AI Experiments·May 2026·7 min·Series: Boise Trails

AI Finally Gave Me a Path. Now I Have More Work to Do.

I was standing in the dirt staring at a blue line on my phone, trying to figure out how I had just ruined math.

The Boise Trails Challenge is simple if you describe it badly: run or bike as many Boise trails as you can in 30 days.

This year, the on-foot version is 101 trails, 251 official segments, and 164.43 miles of official trail. That sounds like a lot, because it is. But the routing problem is worse than the mileage makes it sound. You are not just drawing one long line on a map. You have to complete official segments end-to-end. Some segments have to be done uphill. Connector trails and roads can get you where you need to go, but they do not count as progress. Every route has to start somewhere you can actually start, and, ideally, end somewhere also based in geographic reality.

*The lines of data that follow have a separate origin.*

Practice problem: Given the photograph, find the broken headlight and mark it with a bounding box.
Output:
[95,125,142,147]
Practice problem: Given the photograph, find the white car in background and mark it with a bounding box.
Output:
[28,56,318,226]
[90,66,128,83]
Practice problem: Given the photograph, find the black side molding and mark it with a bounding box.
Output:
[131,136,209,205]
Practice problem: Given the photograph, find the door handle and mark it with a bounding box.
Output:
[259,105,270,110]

It was May 5, a pre-challenge field test. The planned outing was clear in my head: 1 hour and 36 minutes door-to-door, designed to efficiently knock out 12 official segments and 4.72 official miles (not that pre-challenge runs actually count for credit, but I needed to know if the route worked).

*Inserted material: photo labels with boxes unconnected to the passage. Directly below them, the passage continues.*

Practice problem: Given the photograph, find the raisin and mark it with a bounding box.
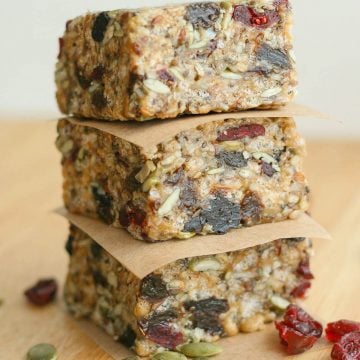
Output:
[217,124,265,141]
[140,274,169,302]
[261,161,276,177]
[216,150,247,168]
[233,5,280,29]
[184,297,229,335]
[91,65,105,81]
[180,180,197,208]
[91,89,108,109]
[92,186,114,224]
[290,280,311,298]
[75,69,91,90]
[65,235,75,256]
[275,304,323,355]
[325,320,360,342]
[24,279,58,306]
[256,44,291,69]
[93,270,107,287]
[185,3,220,29]
[241,191,264,225]
[91,12,110,43]
[297,258,314,280]
[201,194,240,234]
[157,69,175,86]
[331,331,360,360]
[183,216,205,234]
[118,326,136,348]
[146,323,183,349]
[90,241,102,260]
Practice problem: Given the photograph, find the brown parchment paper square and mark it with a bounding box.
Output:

I stayed basically within the planned GPS corridor. I didn't get lost or wander off into the wilderness. And yet, I still blew it. My 96-minute plan turned into a 119-minute reality - a 23-minute overrun on what was supposed to be a tightly scoped loop. I matched 10 of the 12 planned segments and only 3.64 of the planned official miles.

I missed a turn. The route reused a tightly packed web of foothills trails, and at a critical junction the UI failed the human holding it. The map was technically close enough to be right, but not clear enough to tell me what to do next.

One ambiguous junction cascaded into missing one official segment almost entirely, which then cascaded into me using it as an excuse to go home once I realized the test was blown.

It could have been annoying but I was happy i’d even gotten this far as it far exceeded the failure mode of last year.

Every year I try to use the current best AI models to plan my route for the Boise Trails Challenge. This is partly because it is fun, which is a perfectly good reason in my book. But it is also one of the best real-world tests I have found for model capability, because the evaluation is not “can the model produce a convincing answer?” The evaluation is “am I willing to go run what it produced?”

Also, I am not doing this in a vacuum. Once the challenge starts, I have time for three things:

work
kids
running

That is the whole list. There is not a secret fourth bucket labeled “spend two hours debugging why the route planner stranded me on the wrong side of Military Reserve.”

The Myth of Last Year’s Math

Last year, the models didn't actually fail at the math. In fact, they nailed the formal problem: they correctly identified it as a mix of the Rural Postman problem, combined with mixed directional rules, Windy Postman elevation penalties, and trailhead logistics.

The math was actually brilliant as far as I’m concerned, since I’m pretty bad at math. But the engineering and the human factors failed completely.

First, the data loaders had issues which resulted in a lot of zero mile connector trails. The system ran into Out-of-Memory errors, and test suites broke before they could ever test.

Second, the abstraction was wrong. The model tried to force individual segments through a generic vehicle-routing solver - treating me like a snowplow trying to efficiently clear streets. The result was a mathematically valid but human-ridiculous disaster that demanded 39 fragmented hikes and ballooned to over 337 on-foot miles.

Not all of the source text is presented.